Leaving aside the fact that most would suffer a reeking corpse to sail for two months in Hawaii, these men are playing the oldies. "Women have the power to control the world," a "40-year-old male entrepreneur" advises. "They are the ones that determine when to have sex. You need to tell all your girlfriends to go slowly with sex and they will always win."
You don't say. Equally dubious is some of the advice Kelly herself passes on. Sending short, flirty e-mails to suitors throughout the day is a wonderful way to keep in touch — and a wonderful way to get FIRED (Forced Into Re-Evaluating Decision). And though it may be true that it bodes well for your future as a couple when, on a date, the man 1) makes eye contact, 2) leans toward you, 3) smiles often, and 4) dresses nicely, it is important to remember that this is the behavior of sex-seeking (read: all) males everywhere.
As the sheer instruction mounts (in addition to the daunting pile of codes, worksheets, and strategies, Kelly stresses that dating should be time-effective, goal-oriented, and, most gruelingly, "fun") the advice goes from dubious to dimwitted. When she instructs women on how to set up a profile on an online dating service, I am receptive. When she uses a bulleted list (seven points!) for how to set up a lunch date, I must register a formal objection. By the time she's gotten around to telling us about the miraculous advent of cell phones and calling cards, I wonder — is this book for women who have only lived among wolves?
Kelly addresses some of these concerns in her forthcoming book, due out later this spring.
"In the new version I stress being natural, relaxed — don't walk into your first date with a worksheet, etc.," Kelly says. "There's also a lot more about listening — how if you just listen to what men are saying, they'll answer a lot of the questions you have without you even having to ask."
Some examples? "Well, if a guy says he took his mother out to dinner on Valentine's Day, you know he has a good relationship with his mother. But if he says he's going out with his friends for dinner and he wants to meet you later, then he can't be very interested: He doesn't want you to meet his friends."

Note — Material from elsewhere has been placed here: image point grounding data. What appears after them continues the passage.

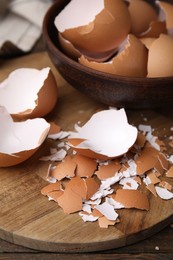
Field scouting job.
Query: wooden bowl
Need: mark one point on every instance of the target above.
(118, 91)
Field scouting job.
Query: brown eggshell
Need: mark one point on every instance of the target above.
(74, 53)
(155, 29)
(160, 57)
(131, 61)
(142, 14)
(47, 98)
(168, 8)
(20, 140)
(132, 199)
(29, 93)
(102, 34)
(73, 142)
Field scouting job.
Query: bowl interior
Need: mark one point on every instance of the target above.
(109, 89)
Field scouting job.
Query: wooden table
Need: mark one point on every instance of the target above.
(158, 246)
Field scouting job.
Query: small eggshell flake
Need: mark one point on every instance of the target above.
(168, 8)
(29, 93)
(160, 57)
(164, 193)
(107, 133)
(142, 14)
(97, 26)
(19, 140)
(130, 61)
(132, 199)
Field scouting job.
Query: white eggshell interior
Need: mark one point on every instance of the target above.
(76, 14)
(107, 132)
(19, 136)
(18, 92)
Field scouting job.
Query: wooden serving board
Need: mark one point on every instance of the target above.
(27, 218)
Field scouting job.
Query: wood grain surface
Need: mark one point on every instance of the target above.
(27, 218)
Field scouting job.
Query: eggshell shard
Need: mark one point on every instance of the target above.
(130, 61)
(168, 8)
(132, 199)
(102, 28)
(160, 57)
(107, 133)
(29, 93)
(20, 140)
(142, 14)
(75, 54)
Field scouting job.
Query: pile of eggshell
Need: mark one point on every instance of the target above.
(131, 38)
(26, 96)
(109, 167)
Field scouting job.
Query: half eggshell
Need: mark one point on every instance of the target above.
(142, 14)
(160, 57)
(106, 135)
(94, 26)
(29, 93)
(130, 61)
(20, 140)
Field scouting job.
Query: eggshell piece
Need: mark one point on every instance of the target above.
(75, 54)
(169, 173)
(107, 133)
(70, 201)
(130, 61)
(85, 167)
(155, 29)
(164, 193)
(132, 199)
(51, 187)
(29, 93)
(92, 187)
(107, 171)
(168, 8)
(20, 140)
(147, 160)
(160, 57)
(142, 14)
(66, 168)
(97, 26)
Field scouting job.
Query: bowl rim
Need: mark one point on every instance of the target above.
(81, 67)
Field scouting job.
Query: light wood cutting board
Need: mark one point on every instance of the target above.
(27, 218)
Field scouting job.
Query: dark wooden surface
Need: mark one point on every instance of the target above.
(159, 246)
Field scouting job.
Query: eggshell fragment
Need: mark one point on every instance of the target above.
(130, 61)
(142, 14)
(85, 166)
(160, 57)
(107, 133)
(168, 8)
(29, 93)
(132, 199)
(104, 222)
(75, 54)
(169, 173)
(107, 171)
(164, 193)
(66, 168)
(97, 26)
(20, 140)
(70, 201)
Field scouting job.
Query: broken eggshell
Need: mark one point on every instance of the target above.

I say anyone dating a guy who takes his mom out on Valentine's Day gets what she deserves, but Kelly's success isn't easily dismissed. She's already got a couple of marriages to her work's credit, a number of "serious relationships," and will be featured in an upcoming issue of Glamour.
While approaches to finding a man may have changed, it seems men themselves haven't. Judging by Kelly's dating experiences, the men of the book's anecdotes still make up a familiar trifecta: NT, DT, FOS (Not Talkers, Dirty Talkers, Full of Shit). Kelly advises us to massage (conversationally) the first and to ditch the second. But women have always known to draw out a grunter and dump Mr. "Nice tits." It's the third guy — Kelly uses the more demure "Full of Stuff" — who poses the special problem.

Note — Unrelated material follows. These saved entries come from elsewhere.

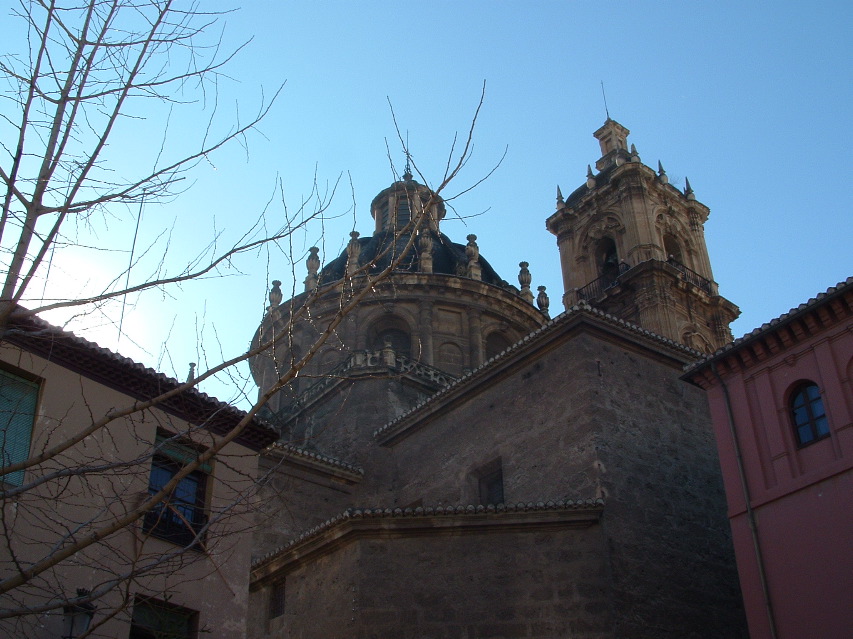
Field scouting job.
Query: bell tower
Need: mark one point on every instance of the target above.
(633, 246)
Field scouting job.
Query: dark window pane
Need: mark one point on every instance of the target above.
(808, 414)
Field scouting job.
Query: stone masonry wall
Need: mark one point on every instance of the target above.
(542, 584)
(597, 417)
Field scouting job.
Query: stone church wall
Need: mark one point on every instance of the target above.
(601, 417)
(544, 584)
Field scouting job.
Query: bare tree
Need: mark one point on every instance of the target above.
(84, 498)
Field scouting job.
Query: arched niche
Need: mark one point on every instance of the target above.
(607, 258)
(450, 358)
(393, 330)
(496, 343)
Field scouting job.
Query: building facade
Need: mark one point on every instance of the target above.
(454, 463)
(99, 446)
(782, 405)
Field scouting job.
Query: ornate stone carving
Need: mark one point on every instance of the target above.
(313, 265)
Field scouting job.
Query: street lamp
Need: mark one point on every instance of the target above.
(77, 617)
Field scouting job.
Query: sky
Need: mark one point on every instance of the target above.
(747, 100)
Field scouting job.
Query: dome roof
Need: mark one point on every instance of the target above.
(448, 257)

And it's this guy who consistently glides under Kelly's radar. By the end of the book, she's still astonished when one FOS drops her with no explanation. "Do you think he disappeared because I said 'No' when he asked me to take a shower with him on the third date?" Kelly asks huffily. Um, yeah.

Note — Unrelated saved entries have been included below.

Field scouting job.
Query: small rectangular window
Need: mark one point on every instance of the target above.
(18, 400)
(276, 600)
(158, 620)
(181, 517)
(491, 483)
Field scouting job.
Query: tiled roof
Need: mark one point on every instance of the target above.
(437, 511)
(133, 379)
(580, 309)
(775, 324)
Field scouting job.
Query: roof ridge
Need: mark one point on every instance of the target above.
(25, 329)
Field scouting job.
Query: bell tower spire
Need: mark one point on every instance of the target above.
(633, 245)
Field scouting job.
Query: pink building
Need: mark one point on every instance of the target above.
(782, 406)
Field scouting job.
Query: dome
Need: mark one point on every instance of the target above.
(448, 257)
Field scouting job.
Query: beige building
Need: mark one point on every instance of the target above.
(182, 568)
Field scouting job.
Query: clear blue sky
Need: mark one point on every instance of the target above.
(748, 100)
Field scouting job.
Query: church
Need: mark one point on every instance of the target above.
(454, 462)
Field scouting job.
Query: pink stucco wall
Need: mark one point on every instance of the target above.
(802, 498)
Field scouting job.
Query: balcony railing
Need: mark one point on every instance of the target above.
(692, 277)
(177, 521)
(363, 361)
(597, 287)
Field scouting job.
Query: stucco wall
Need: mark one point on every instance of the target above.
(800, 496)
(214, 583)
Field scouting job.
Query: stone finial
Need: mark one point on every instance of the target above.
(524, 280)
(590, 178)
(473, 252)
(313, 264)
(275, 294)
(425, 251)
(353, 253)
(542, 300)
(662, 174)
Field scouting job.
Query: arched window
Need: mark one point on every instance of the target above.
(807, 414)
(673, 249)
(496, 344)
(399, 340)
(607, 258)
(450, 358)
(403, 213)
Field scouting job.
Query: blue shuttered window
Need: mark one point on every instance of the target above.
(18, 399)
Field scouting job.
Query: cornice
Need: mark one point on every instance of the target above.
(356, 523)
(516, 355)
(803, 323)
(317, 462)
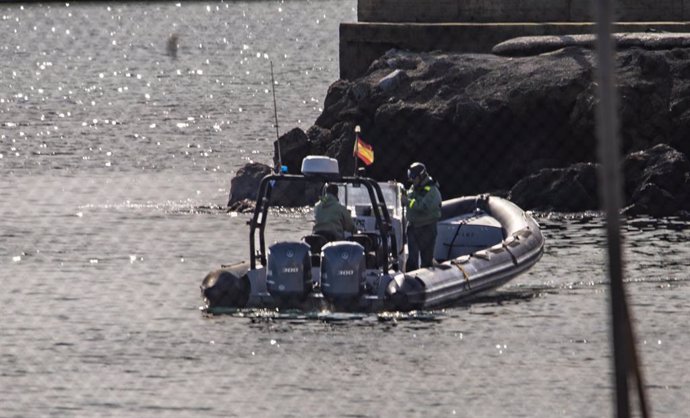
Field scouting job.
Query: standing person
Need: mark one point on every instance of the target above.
(423, 203)
(332, 218)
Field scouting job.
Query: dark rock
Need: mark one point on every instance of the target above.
(572, 189)
(294, 146)
(657, 181)
(482, 122)
(246, 183)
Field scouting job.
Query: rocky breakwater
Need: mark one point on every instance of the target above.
(519, 122)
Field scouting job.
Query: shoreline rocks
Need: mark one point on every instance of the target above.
(518, 126)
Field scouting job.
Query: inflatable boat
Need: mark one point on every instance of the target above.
(483, 242)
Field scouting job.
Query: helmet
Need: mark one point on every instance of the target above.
(416, 170)
(331, 188)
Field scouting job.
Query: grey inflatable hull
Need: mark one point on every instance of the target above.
(483, 243)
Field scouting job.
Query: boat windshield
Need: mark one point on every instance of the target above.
(357, 196)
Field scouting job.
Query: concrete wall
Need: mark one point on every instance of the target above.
(487, 11)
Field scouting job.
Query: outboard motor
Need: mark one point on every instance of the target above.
(288, 278)
(342, 273)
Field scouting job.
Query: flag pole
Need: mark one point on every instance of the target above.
(357, 132)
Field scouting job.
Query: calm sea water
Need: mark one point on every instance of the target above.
(115, 161)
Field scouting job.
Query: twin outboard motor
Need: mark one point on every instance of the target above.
(342, 272)
(288, 278)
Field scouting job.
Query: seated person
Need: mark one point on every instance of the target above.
(332, 218)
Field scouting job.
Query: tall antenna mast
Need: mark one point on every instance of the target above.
(278, 169)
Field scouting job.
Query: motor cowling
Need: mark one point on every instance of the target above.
(288, 278)
(342, 272)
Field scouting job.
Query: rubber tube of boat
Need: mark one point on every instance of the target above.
(225, 288)
(405, 293)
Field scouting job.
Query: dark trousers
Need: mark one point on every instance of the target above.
(420, 244)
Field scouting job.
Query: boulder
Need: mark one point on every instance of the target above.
(484, 123)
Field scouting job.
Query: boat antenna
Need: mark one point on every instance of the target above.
(279, 168)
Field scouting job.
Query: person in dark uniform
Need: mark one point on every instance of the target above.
(423, 203)
(332, 218)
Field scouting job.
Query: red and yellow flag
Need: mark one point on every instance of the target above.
(363, 151)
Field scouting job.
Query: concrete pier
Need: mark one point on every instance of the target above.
(478, 25)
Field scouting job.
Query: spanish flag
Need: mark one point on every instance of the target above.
(364, 151)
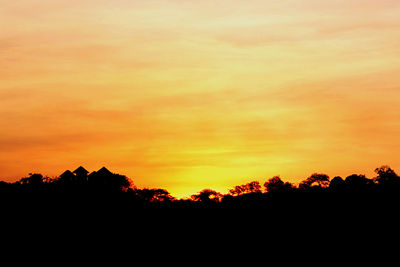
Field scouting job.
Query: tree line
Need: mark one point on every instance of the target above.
(104, 188)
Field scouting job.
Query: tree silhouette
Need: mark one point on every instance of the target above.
(386, 176)
(207, 196)
(275, 184)
(252, 187)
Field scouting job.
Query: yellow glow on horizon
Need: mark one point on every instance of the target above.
(187, 95)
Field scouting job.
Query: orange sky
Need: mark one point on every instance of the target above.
(187, 95)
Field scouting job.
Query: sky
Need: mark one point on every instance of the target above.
(188, 95)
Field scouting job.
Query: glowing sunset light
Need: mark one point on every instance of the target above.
(187, 95)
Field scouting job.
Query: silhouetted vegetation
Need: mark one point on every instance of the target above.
(104, 189)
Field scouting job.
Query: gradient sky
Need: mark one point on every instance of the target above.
(187, 95)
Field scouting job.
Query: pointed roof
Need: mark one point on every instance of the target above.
(81, 170)
(104, 171)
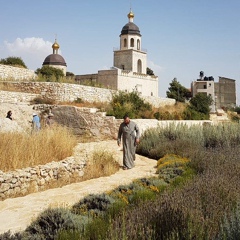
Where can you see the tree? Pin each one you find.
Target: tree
(50, 73)
(150, 71)
(13, 61)
(199, 107)
(178, 92)
(201, 103)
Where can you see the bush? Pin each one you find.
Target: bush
(93, 205)
(128, 103)
(50, 222)
(13, 61)
(230, 228)
(10, 236)
(51, 74)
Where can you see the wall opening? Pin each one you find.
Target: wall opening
(139, 66)
(132, 42)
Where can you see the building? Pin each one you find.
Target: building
(55, 59)
(129, 66)
(223, 92)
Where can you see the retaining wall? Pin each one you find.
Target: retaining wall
(16, 73)
(64, 92)
(33, 179)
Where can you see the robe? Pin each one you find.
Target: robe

The final test might be how the creator's methods worked in her own life. Currently, Kelly is dating three "Mr. Right Candidates" ("Let's say no," she replies, when I ask if they know about one another). However, she still hasn't put a ring back on her finger. "Until I hear from one of them, 'I want to be with you and only you,'" she says, "I have to stay open to other men."
It seems that even interrogations that would terrify the most jaded spy ("Why aren't you married?" she advises asking old bachelors) can leave a girl still hoping. But perhaps all this corporate "processing" has outlived its usefulness. In these difficult times, I propose we take a leaf from Dubya and just start bombing men into submission.
TOO (Target of Opportunity) has a nice ring to it — doesn't it, girls?